Special angle relationships arise from geometric configurations. Complementary angles sum to 90 degrees. Supplementary angles sum to 180 degrees (forming a linear pair when adjacent). Vertical angles are formed by two intersecting lines and are always congruent. These relationships allow us to determine unknown angle measures and form the basis for reasoning about parallel lines and polygons.
Start with visual identification of each type. Set up and solve algebraic equations: if two angles are supplementary and one is 3x + 10, the other is 180 - (3x + 10). Emphasize the difference between complementary/supplementary (a relationship between measures) and vertical angles (a geometric configuration that guarantees congruence).
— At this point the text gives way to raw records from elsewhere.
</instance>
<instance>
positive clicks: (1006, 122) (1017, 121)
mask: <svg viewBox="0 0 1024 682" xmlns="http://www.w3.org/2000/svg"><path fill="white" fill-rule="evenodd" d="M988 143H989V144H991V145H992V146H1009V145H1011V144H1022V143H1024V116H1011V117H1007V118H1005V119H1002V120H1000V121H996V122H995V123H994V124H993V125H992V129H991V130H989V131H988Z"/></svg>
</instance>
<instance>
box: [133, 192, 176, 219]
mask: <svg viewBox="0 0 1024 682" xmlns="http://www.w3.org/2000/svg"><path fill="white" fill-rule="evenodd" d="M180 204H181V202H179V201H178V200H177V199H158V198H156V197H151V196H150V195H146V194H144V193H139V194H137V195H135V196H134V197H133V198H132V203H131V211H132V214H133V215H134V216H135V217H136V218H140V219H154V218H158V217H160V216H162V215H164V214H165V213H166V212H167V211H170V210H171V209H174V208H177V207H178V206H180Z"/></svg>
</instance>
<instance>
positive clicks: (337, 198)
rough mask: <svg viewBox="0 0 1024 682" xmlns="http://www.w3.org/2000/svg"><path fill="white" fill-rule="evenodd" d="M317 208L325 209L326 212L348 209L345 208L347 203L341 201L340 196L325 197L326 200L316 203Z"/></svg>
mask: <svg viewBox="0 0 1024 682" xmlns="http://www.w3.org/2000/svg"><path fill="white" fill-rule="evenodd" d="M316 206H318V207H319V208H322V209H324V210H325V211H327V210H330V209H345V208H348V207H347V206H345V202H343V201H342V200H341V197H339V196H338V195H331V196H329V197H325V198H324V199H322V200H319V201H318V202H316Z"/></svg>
Prove that vertical angles are congruent using supplementary angle reasoning.
You already know how to classify individual angles — acute, right, obtuse, straight — and how to write and solve equations with variables on both sides. Angle pairs combine both skills: geometry tells you the *relationship* between two angle measures, and algebra lets you find the actual measures.
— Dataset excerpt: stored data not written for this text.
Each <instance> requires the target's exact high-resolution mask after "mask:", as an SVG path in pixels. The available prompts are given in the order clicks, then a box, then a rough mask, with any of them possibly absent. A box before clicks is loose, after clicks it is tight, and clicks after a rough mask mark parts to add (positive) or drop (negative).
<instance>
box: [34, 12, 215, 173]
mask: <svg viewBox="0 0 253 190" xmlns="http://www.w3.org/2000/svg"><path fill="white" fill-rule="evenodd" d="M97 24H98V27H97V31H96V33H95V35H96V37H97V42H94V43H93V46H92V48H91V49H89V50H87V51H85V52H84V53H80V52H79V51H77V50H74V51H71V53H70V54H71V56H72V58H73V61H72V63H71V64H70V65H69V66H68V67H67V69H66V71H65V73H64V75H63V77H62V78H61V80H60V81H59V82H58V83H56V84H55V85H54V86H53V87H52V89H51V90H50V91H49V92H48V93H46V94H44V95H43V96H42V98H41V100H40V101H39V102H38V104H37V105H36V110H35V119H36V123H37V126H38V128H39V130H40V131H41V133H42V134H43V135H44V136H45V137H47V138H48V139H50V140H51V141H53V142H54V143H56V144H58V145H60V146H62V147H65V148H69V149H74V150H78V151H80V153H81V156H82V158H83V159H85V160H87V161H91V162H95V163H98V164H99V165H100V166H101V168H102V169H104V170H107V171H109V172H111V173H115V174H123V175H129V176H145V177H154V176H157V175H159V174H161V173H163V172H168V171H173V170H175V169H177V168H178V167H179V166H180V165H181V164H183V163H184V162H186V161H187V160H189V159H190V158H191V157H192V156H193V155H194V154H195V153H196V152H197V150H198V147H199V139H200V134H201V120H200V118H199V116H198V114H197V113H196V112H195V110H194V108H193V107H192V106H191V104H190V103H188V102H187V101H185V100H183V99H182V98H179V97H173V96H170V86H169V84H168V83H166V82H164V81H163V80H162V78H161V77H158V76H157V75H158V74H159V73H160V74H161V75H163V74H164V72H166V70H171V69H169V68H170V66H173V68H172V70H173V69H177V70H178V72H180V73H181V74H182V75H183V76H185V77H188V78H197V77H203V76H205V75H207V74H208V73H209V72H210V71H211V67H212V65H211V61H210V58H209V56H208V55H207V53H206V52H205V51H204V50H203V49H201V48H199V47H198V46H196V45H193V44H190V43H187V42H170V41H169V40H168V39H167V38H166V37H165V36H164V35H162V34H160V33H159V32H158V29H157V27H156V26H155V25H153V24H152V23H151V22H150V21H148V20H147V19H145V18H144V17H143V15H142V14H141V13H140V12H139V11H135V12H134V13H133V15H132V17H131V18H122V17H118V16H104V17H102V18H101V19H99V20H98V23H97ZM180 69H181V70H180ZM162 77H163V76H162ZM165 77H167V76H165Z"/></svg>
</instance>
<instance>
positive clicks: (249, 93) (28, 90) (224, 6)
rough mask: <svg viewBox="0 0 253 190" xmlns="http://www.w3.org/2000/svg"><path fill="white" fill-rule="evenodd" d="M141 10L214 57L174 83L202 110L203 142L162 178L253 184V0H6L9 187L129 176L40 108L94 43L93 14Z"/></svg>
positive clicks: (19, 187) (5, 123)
Complementary angles sum to 90°. You can think of them as two angles that together "complete" a right angle — the root is the same Latin word as in "complete." Supplementary angles sum to 180°, forming a straight line when placed adjacent to each other. A linear pair is the most common way supplementary angles appear: when two lines intersect or a ray stands on a line, the two adjacent angles formed are supplementary because together they make a straight angle (180°). The relationship here is a *constraint on their sum*, not their individual values. So if one angle in a supplementary pair is (3x + 10)°, the other must be (180 − (3x + 10))° = (170 − 3x)°.
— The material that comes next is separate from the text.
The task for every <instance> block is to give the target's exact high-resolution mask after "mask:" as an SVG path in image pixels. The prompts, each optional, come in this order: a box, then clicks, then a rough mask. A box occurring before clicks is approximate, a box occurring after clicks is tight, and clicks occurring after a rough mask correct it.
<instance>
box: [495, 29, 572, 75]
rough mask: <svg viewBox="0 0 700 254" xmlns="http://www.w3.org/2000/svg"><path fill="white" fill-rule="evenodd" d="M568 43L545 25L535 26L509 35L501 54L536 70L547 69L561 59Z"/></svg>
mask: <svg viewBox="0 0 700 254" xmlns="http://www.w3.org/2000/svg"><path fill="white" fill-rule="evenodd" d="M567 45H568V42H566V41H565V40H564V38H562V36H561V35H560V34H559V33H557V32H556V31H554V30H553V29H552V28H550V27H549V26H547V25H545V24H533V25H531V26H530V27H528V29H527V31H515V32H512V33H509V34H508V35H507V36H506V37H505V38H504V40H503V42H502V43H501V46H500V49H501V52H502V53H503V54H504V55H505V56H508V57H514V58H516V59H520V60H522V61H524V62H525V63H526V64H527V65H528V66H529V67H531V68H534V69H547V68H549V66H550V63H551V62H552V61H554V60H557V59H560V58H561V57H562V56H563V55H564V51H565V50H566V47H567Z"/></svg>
Vertical angles are a different kind of relationship — they arise from a geometric configuration rather than a sum constraint. When two lines cross, they create four angles. The two pairs of angles that are directly opposite each other (across the vertex) are vertical angles, and they are always congruent (equal in measure). You can prove this using supplementary reasoning: both angles in a vertical pair are each supplementary to the same adjacent angle, so they must equal each other. This is your first example of a geometric proof by logical chaining, a pattern that recurs constantly in geometry.
The algebra you practiced with equations on both sides pays off here directly. A typical problem might say: "Two vertical angles measure (5x − 20)° and (3x + 40)°." Because vertical angles are equal, you set them equal: 5x − 20 = 3x + 40, solve to get x = 30, and substitute back to find both angles measure 130°. You can check: 130° + 50° = 180° with its supplement, confirming the configuration. This template — identify the geometric relationship, write an equation, solve — is the core pattern for parallel lines, triangles, and polygon angle sums ahead.